Um relatório descobriu que as geleiras suíças perderam 10% do seu volume em apenas dois anos. Os cientistas dizem que a queima de combustíveis fósseis está a causar perturbações climáticas, provocando verões invulgarmente quentes e uma cobertura mínima de neve no inverno, fazendo com que os glaciares derretam mais rapidamente. A mesma quantidade de neve será perdida nos verões quentes de 2022 e 2023 que foi perdida entre 1960 e 1990.
Uma análise da Academia Suíça de Ciências revelou que 4% dos glaciares da Suíça desapareceram este ano, o segundo maior declínio anual alguma vez registado. A maior queda ocorrerá em 2022, com queda de 6%, o maior degelo desde que as medições foram feitas.
Os especialistas pararam de medir a quantidade de gelo em algumas geleiras porque elas estão essencialmente vazias de gelo. O Centro Suíço de Monitoramento de Geleiras (Glamos), que monitora 176 geleiras, parou recentemente de medir a geleira Sankt-Anna-Fijn, no cantão de Uri, no centro da Suíça, porque a maior parte da geleira derreteu.
"Só nos resta um pouco de 'gelo morto'", disse Matthias Huss, diretor da Grimos. "As alterações climáticas tornam este tipo de evento extremo mais provável, juntamente com os efeitos extremamente negativos das condições meteorológicas extremas, os dois se unem. Se continuarmos assim... veremos anos maus como este todos os anos."
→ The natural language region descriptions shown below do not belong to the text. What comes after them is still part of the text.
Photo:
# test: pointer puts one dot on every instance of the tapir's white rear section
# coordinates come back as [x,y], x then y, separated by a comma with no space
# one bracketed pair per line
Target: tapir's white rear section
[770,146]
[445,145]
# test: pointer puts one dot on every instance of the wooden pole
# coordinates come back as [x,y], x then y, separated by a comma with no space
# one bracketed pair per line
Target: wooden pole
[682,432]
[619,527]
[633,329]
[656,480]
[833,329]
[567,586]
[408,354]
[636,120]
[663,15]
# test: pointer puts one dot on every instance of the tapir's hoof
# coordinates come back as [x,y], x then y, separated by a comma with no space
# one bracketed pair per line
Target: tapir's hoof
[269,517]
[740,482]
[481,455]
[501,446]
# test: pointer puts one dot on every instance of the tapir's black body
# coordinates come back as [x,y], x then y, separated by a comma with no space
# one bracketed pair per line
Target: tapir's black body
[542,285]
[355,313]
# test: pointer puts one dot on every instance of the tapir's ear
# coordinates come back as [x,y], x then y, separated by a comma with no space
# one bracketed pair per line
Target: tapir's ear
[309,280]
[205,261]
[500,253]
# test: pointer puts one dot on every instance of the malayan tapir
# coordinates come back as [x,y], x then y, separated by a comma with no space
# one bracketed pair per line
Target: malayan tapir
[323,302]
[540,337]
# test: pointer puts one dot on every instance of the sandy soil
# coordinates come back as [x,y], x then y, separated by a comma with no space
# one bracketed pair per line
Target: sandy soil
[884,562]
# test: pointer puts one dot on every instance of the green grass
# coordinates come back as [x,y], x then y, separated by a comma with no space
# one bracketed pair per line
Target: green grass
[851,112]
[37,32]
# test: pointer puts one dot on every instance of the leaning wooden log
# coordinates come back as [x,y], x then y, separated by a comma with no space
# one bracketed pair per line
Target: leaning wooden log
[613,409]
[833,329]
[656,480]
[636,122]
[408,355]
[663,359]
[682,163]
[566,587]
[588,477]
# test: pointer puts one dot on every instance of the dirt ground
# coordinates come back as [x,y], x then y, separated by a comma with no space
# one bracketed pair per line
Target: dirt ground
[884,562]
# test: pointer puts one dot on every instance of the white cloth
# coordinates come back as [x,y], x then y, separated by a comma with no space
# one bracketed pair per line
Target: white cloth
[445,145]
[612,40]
Ele disse que pequenas geleiras estão desaparecendo porque estão perdendo muita velocidade. Ele disse que as emissões devem ser interrompidas para impedir o desaparecimento das geleiras da Suíça, mas acrescentou que mesmo que o mundo conseguisse limitar o aquecimento a 1,5 graus Celsius acima dos níveis pré-industriais, apenas um terço das geleiras da Suíça deveria permanecer.
Ele disse que isso significa que “não importa o que aconteça, todas as pequenas geleiras desaparecerão e as grandes geleiras ficarão menores”. Mas sublinhou que pelo menos “ainda existirão alguns glaciares nas zonas mais altas dos Alpes, e ainda poderemos mostrar alguns aos nossos filhos e netos”.
Os Alpes Suíços experimentaram um calor recorde este ano. Agosto é a época de pico do degelo, e o Serviço Meteorológico Suíço descobriu que a altitude onde a precipitação congela atingiu um novo máximo durante a noite, atingindo 5.289 metros (17.350 pés), que é mais alta que o Mont Blanc. Isso superou o recorde do ano passado de 5.184 metros.
À medida que a neve e o gelo derretem, o cenário da montanha muda. Hus descobriu que, pela primeira vez na história, novos lagos se formaram ao lado da língua glaciar. À medida que a camada de gelo diminui, alguns corpos há muito perdidos são encontrados sob o gelo.
Os registros na Suíça datam principalmente de 1960, com algumas geleiras datando de 1914.